Senioren fahren weitaus sicherer, als viele denken.

Studie: Unfallrisiken im Alter

— 23.10.2008

Oma fährt prima

Senioren am Steuer sind besser als ihr Ruf, zeigte jetzt eine Untersuchung. Ihre Unfallzahlen fallen kaum ins Gewicht angesichts einer weitaus gefährlicheren Altersgruppe. Und: Durch Erfahrung meiden die Alten unfallträchtige Situationen.

Wenn vor Ihnen der Verkehr hinter einem Fahrzeug stockt, das dahin schleicht, obwohl die Straße doch so wunderbar frei ist; oder wenn Sie ewig hinter einem Traktor herzockeln müssen, weil sich der Vordermann nicht traut zu überholen – dann fällt schnell das böse Wort vom unfähigen Greis hinterm Steuer. Tatsache ist: Senioren fahren weitaus besser, als ihr schlechter Ruf vermuten ließe. Bei den Unfallzahlen, hat jetzt die Allianz-Versicherungs AG ermittelt, bleiben sie hinter den jungen Fahrern weit zurück. Nach der Studie haben ältere Autofahrer jenseits der 65 im Jahr 2006 rund 12.500 Verkehrsunfälle verursacht.
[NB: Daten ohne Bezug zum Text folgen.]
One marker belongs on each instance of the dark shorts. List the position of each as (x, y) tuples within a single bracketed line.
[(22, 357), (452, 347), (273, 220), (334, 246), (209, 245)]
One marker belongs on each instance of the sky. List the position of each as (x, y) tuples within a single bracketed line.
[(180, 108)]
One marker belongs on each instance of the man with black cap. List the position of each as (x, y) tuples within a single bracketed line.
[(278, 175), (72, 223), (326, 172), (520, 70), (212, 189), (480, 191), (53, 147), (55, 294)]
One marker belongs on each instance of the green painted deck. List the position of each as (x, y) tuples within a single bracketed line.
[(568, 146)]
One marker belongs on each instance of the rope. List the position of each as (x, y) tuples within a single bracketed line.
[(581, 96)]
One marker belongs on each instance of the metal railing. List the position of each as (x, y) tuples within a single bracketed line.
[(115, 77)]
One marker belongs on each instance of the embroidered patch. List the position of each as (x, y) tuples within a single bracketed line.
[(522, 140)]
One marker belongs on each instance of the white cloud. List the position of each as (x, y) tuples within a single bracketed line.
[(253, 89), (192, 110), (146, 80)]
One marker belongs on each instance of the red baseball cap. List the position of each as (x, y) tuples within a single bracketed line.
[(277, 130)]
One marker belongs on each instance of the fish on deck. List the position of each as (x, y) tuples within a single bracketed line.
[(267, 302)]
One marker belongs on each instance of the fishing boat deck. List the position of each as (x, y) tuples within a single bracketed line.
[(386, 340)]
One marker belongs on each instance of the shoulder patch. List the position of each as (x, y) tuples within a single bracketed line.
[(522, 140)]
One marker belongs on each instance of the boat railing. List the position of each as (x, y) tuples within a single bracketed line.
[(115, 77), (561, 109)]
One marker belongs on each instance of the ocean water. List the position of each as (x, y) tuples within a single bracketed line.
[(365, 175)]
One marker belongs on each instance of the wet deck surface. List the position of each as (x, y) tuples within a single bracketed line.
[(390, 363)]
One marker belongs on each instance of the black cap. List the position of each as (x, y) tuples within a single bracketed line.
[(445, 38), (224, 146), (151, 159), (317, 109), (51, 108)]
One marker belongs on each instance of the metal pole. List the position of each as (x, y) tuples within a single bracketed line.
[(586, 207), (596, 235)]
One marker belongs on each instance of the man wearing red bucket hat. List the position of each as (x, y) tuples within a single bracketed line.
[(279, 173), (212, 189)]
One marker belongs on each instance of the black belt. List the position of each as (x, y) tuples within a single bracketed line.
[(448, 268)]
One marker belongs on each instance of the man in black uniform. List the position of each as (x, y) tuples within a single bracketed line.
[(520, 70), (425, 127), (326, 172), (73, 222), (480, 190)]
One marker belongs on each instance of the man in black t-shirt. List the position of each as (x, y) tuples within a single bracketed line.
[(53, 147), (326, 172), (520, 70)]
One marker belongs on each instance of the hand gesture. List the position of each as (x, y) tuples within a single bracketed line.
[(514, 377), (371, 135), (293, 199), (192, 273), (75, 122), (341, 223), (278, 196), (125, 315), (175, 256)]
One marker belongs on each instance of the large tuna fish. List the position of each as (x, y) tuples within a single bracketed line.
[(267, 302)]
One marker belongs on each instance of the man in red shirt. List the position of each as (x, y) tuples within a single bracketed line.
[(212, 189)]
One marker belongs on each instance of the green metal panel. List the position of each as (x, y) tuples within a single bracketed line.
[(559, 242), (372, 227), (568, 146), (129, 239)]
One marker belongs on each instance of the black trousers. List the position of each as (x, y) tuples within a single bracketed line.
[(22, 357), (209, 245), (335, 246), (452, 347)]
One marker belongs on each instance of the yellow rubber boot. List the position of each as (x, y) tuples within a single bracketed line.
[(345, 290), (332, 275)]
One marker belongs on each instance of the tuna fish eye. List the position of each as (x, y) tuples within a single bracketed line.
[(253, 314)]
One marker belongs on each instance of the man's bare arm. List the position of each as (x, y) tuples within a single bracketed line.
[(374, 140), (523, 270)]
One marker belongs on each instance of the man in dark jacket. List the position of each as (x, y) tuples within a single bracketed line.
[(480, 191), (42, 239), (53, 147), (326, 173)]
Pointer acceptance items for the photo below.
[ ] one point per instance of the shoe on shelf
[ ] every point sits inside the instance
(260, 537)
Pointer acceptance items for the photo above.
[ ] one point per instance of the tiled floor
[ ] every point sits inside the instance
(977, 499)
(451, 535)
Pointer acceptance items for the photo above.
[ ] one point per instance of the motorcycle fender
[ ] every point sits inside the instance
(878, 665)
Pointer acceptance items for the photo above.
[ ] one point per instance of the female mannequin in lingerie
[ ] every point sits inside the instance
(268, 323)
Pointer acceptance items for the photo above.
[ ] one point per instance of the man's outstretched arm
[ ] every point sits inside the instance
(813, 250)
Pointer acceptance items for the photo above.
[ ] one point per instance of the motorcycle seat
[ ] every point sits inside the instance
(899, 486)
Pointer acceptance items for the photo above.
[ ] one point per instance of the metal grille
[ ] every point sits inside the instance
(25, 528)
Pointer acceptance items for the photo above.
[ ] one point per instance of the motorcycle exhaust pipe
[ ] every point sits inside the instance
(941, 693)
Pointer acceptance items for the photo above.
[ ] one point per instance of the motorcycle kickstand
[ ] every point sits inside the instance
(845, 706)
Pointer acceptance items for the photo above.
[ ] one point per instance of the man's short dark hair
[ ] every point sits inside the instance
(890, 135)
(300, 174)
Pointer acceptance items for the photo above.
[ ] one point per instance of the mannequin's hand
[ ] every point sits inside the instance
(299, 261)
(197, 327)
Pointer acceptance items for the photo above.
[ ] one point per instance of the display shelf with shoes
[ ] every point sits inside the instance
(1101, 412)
Dagegen ließen die 18-24jährigen es mehr als 78.000 mal krachen. Es werden also nur elf Prozent aller Unfälle im Verkehr durch Senioren verursacht. Das passt auch zusammen: Alte bewegen sich nach der Devise "Schleichen statt Leichen" vorsichtiger auf den Straßen. Ihre Erfahrung bewahrt sie davor, sich in besonders gefahrenträchtigen Momenten – zum Beispiel nachts oder bei extrem schlechtem Wetter – hinters Steuer zu setzen. Wobei einschränkend zu bemerken wäre, dass über 65jährige in aller Regel keine Berufskraftfahrer sind, sich im Gegensatz zu jüngeren also aussuchen können, wann sie Auto fahren.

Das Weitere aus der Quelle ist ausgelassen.